▪ I. blotch, n.
(blɒtʃ)
[A comparatively recent word, with no cognates outside Eng. App. an onomatopœic modification of blot, for which it is commonly used dialectally: the sound seems to express a broader spreading blot, of the nature of a patch. But in sense 1 there may have been association with the earlier botch. The suggestion that it is a variant of blatch ‘blacking’, finds no support in the history of either word.]
1. a. An inflamed eruption, or discoloured patch, on the skin; a pustule, boil, or botch.
1604 [see blotched]. 1669 W. Simpson Hydrol. Chym. 72 In its road it leaves its character of Spots, Stains, Blotches, Buboes, Ulcers, &c. in..the skin. 1711 Addison Spect. No. 16 ¶2 Healing those Blotches and Tumours which break out in the Body. 1740 Cheyne Regimen Pref. 34 The Diseases of Infancy are generally Scabs, Blotches and Blains over the Face, etc. 1866 Rogers Agric. & Prices I. xv. 293 Dark blotches appear on the skin. |
fig. 1882 Farrar Early Chr. II. 199 Which showed that they regarded Gentiles as worthless, and even Proselytes as little better than a blotch on the health of Israel. |
b. spec. A disease in dogs.
1824 Annals Sporting VI. 265, I found his haunches exhibited appearances of a disease..termed the ‘blotch’. |
c. A disease of fruit or leaves, characterized by the formation of spots; sooty blotch, a disease of the apple.
1909 Cent. Dict. Suppl. |
2. a. A large irregular spot or blot of ink, colour, etc.; a dab or patch.

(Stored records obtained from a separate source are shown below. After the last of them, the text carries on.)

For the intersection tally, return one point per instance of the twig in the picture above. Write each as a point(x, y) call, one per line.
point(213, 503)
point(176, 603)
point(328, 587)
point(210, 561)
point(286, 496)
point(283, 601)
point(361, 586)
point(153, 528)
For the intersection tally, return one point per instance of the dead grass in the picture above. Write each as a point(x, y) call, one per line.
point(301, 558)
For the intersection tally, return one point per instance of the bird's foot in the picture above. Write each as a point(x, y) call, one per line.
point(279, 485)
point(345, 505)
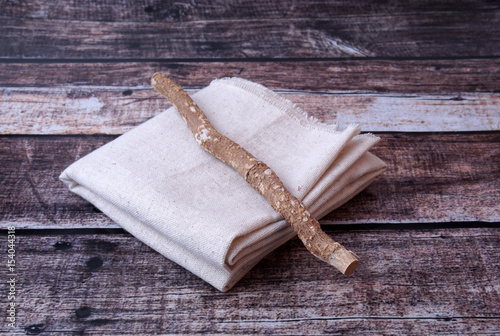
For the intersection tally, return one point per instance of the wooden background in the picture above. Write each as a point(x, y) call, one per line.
point(423, 75)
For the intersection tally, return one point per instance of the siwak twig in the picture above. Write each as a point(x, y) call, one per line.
point(259, 176)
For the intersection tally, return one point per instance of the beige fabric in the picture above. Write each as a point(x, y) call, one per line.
point(159, 185)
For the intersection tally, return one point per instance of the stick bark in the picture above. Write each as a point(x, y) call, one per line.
point(259, 176)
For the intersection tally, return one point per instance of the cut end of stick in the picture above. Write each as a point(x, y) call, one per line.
point(344, 261)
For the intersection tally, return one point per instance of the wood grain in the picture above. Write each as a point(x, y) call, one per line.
point(345, 76)
point(113, 284)
point(442, 177)
point(109, 110)
point(441, 34)
point(157, 11)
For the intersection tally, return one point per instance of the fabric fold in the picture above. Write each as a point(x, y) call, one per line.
point(159, 185)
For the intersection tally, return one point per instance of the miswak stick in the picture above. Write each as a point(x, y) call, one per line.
point(259, 176)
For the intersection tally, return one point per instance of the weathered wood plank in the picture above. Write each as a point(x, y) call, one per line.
point(146, 11)
point(114, 284)
point(115, 110)
point(441, 34)
point(443, 177)
point(374, 76)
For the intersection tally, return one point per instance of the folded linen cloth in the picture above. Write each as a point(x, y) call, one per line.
point(158, 184)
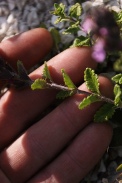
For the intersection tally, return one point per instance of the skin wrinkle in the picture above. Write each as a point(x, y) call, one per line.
point(54, 135)
point(3, 177)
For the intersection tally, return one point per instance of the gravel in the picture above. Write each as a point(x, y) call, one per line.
point(17, 16)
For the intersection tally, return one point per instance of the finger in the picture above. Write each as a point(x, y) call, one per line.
point(44, 140)
point(78, 158)
point(28, 47)
point(21, 108)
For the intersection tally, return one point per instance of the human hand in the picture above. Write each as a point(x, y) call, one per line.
point(63, 146)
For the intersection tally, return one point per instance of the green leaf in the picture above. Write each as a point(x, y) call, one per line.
point(119, 168)
point(46, 72)
point(74, 28)
point(75, 10)
point(81, 41)
point(104, 113)
point(117, 78)
point(56, 37)
point(68, 82)
point(91, 80)
point(118, 95)
point(38, 84)
point(88, 100)
point(64, 94)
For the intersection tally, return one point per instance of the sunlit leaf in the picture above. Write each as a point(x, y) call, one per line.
point(46, 72)
point(91, 80)
point(75, 10)
point(38, 84)
point(88, 100)
point(81, 41)
point(104, 113)
point(118, 94)
point(74, 28)
point(68, 82)
point(117, 78)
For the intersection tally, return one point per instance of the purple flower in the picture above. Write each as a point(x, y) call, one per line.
point(104, 32)
point(98, 52)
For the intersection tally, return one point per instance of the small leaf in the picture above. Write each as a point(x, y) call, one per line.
point(81, 41)
point(119, 168)
point(88, 100)
point(64, 94)
point(104, 113)
point(46, 72)
point(56, 36)
point(68, 82)
point(38, 84)
point(118, 94)
point(117, 78)
point(22, 71)
point(91, 80)
point(75, 10)
point(74, 28)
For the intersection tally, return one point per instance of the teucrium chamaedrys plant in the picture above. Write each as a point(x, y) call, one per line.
point(102, 30)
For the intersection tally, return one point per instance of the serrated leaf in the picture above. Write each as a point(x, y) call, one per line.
point(81, 41)
point(56, 36)
point(38, 84)
point(74, 28)
point(75, 10)
point(46, 72)
point(64, 94)
point(68, 82)
point(104, 113)
point(117, 78)
point(22, 71)
point(91, 80)
point(119, 168)
point(88, 100)
point(118, 94)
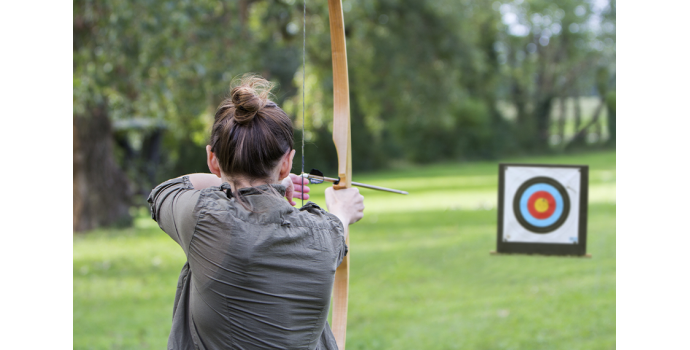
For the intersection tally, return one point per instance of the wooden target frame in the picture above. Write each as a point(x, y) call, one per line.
point(575, 216)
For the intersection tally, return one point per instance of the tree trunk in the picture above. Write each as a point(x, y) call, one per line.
point(101, 191)
point(579, 138)
point(561, 119)
point(611, 117)
point(542, 115)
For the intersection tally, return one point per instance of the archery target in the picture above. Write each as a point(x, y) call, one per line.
point(541, 205)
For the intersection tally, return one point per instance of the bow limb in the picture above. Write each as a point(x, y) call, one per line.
point(341, 138)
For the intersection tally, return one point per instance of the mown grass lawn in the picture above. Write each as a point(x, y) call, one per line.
point(421, 274)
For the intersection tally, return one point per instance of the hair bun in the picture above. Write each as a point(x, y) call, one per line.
point(249, 97)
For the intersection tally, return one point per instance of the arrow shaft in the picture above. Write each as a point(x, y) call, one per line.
point(358, 184)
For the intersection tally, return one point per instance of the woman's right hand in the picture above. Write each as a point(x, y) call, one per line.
point(347, 204)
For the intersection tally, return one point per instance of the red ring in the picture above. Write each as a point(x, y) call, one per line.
point(532, 200)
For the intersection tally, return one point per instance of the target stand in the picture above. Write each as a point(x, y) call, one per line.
point(542, 209)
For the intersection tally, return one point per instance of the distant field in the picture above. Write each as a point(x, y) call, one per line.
point(421, 276)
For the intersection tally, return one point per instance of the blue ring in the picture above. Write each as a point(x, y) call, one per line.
point(541, 222)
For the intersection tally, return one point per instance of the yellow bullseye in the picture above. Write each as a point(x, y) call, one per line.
point(541, 205)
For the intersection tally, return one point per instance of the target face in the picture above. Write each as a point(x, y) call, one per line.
point(542, 208)
point(541, 204)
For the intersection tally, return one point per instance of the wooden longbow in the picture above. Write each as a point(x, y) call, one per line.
point(341, 138)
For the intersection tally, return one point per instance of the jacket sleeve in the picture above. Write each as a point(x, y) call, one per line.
point(172, 206)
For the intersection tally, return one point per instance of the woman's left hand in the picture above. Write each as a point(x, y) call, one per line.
point(295, 187)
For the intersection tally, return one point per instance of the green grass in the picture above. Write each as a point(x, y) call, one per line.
point(421, 274)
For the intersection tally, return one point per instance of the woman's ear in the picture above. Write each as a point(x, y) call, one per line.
point(212, 161)
point(286, 165)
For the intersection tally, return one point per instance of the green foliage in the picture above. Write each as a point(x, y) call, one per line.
point(425, 77)
point(421, 275)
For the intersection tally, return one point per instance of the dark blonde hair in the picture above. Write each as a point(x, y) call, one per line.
point(250, 133)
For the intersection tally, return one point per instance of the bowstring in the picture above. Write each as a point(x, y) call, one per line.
point(304, 66)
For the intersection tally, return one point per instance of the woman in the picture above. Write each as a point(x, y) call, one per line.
point(259, 272)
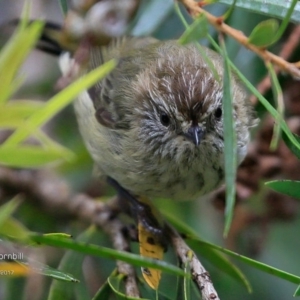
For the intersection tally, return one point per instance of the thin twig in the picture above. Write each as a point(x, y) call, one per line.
point(287, 50)
point(53, 195)
point(200, 276)
point(195, 9)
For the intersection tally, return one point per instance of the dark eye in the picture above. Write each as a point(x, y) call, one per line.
point(218, 113)
point(164, 119)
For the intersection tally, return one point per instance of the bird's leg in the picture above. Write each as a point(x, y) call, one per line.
point(142, 213)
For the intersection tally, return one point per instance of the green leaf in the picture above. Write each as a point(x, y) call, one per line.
point(29, 156)
point(104, 252)
point(230, 157)
point(144, 22)
point(58, 102)
point(292, 145)
point(287, 187)
point(254, 263)
point(71, 263)
point(271, 8)
point(14, 229)
point(114, 282)
point(202, 51)
point(278, 118)
point(45, 270)
point(103, 293)
point(297, 292)
point(286, 21)
point(8, 208)
point(64, 6)
point(215, 258)
point(17, 111)
point(264, 34)
point(197, 30)
point(278, 98)
point(13, 55)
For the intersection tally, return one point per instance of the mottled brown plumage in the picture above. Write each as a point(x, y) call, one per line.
point(155, 123)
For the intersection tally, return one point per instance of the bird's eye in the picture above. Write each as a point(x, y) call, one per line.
point(218, 113)
point(164, 119)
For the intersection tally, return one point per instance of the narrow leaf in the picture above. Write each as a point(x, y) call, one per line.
point(229, 143)
point(278, 118)
point(8, 208)
point(291, 144)
point(197, 30)
point(263, 35)
point(71, 263)
point(297, 292)
point(58, 102)
point(64, 6)
point(29, 156)
point(256, 264)
point(45, 270)
point(103, 293)
point(17, 111)
point(14, 53)
point(278, 98)
point(287, 187)
point(114, 282)
point(91, 249)
point(14, 229)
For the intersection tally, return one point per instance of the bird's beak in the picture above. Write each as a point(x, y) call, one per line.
point(195, 134)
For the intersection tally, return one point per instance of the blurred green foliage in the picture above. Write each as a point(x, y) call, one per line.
point(157, 18)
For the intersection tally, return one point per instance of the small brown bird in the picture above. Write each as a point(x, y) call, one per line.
point(155, 123)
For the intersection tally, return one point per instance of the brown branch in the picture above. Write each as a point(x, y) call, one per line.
point(200, 276)
point(286, 51)
point(195, 9)
point(54, 196)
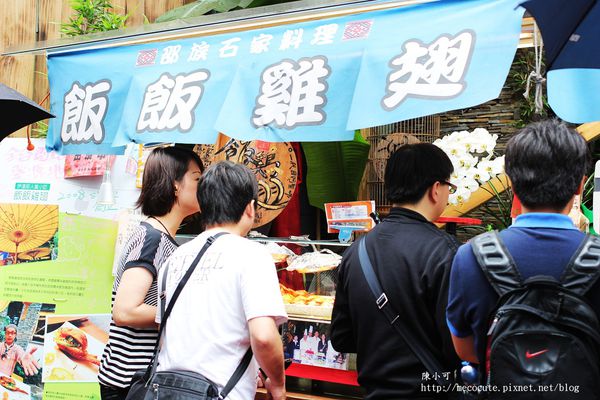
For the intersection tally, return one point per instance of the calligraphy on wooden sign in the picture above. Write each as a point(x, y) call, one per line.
point(274, 165)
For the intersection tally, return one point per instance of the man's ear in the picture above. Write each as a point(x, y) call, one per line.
point(434, 192)
point(250, 210)
point(581, 185)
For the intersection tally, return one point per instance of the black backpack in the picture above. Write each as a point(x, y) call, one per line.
point(543, 338)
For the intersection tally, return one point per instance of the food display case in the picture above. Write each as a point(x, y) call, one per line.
point(307, 284)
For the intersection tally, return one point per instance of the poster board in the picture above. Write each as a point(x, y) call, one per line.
point(78, 282)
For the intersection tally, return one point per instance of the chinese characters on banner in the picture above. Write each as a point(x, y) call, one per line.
point(310, 81)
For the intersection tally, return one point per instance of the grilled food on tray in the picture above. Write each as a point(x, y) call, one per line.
point(73, 343)
point(303, 297)
point(9, 384)
point(316, 261)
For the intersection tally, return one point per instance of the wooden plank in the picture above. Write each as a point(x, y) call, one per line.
point(18, 27)
point(154, 9)
point(51, 14)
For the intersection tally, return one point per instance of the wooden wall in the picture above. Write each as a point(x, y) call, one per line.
point(25, 22)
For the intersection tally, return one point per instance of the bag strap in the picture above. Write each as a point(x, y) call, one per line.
point(584, 269)
point(245, 361)
point(496, 262)
point(432, 365)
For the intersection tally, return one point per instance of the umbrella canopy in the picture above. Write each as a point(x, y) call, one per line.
point(25, 227)
point(17, 111)
point(570, 30)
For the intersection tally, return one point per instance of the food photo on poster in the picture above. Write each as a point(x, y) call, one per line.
point(309, 343)
point(21, 348)
point(73, 345)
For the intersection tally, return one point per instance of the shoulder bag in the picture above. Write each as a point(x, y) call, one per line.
point(175, 385)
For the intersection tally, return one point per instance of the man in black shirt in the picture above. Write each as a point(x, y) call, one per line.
point(411, 258)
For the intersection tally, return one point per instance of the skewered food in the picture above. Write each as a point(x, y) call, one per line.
point(303, 297)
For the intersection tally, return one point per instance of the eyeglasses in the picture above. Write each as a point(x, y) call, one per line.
point(451, 187)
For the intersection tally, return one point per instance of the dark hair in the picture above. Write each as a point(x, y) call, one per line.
point(545, 162)
point(224, 191)
point(412, 169)
point(164, 167)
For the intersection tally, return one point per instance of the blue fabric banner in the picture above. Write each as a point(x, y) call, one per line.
point(311, 81)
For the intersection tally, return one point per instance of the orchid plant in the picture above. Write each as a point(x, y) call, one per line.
point(472, 155)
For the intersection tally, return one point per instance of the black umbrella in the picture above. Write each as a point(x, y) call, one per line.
point(571, 33)
point(17, 111)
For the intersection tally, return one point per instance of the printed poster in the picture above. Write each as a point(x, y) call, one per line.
point(21, 348)
point(73, 347)
point(28, 233)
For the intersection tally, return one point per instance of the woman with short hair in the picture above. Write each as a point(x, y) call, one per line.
point(168, 195)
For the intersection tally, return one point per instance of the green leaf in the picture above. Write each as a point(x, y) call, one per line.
point(335, 169)
point(194, 9)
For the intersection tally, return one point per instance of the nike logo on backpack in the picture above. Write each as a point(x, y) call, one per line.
point(537, 353)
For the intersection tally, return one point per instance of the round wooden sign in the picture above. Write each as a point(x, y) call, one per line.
point(273, 164)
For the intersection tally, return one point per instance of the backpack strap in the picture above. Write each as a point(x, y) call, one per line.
point(496, 262)
point(584, 268)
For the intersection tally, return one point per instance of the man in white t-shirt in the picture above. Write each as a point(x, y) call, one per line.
point(232, 300)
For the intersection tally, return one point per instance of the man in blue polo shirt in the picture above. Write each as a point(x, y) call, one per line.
point(546, 163)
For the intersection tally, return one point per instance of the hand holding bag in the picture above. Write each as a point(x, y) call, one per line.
point(175, 385)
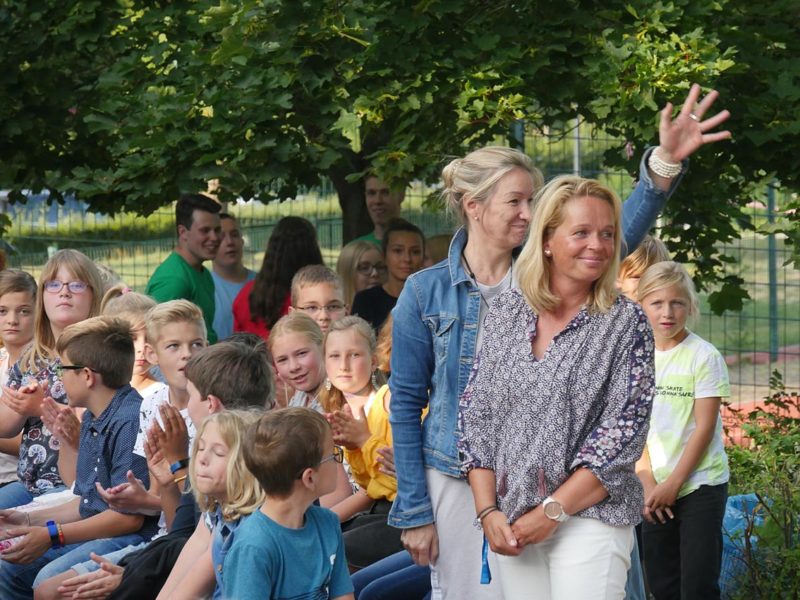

1768 Tucker Lt. Nat. II. 396 To brush off the soil..and not suffer it to gather in pitchy blotches upon the surface. 1807 Sir R. Wilson in Life II. vii. 83 The snow fell in large blotches. 1870 H. Macmillan Bible Teach. x. 201 Its leaves are covered with brown unsightly blotches. 1873 J. T. Moggridge Ants & Spiders ii. 76 Four blotches of paler colour. |
b. fig. = blot 2.
1860 Hawthorne Marble Faun (1879) II. xii. 122 Ignoring all moral blotches. |
c. transf. A rude clumsy daub.
1860 Smiles Self-help iv. 71 The artist..attempting to produce a brilliant effect at a dash, will only produce a blotch. |
d. A shapeless object.
1872 Browning Fifine lxxix. 17 Catch the puniest..And, as you nip the blotch 'twixt thumb and fingernail, etc. |
3. = blot (of ink). (North of Eng. and Scotl.)
Cf. blotching,
1863 Atkinson Provinc. Danby, Blotch, a blot, in a copy⁓book, or on a clean piece of paper. Blotch paper, blotting paper. |
▪ II. blotch, v.
(blɒtʃ)
[f. prec. n.]
1. trans. To mark or cover with blotches.
1604 [see blotched]. 1774 Goldsm. Hist. Earth v. 79 The tail is..irregularly barred and blotched with an obscure ash colour. 1853 Kane Grinnell Exp. xxxii. (1856) 281 A great plain, blotched by dark, jagged shadows. 1865 Baring-Gould Werewolves vi. 75 Its walls were blotched with lichen. |
2. = blot v.1 (Common in Scotl. and north of Eng., as ‘He has blotched two pages of his book.’) Cf. blotching, blotchy.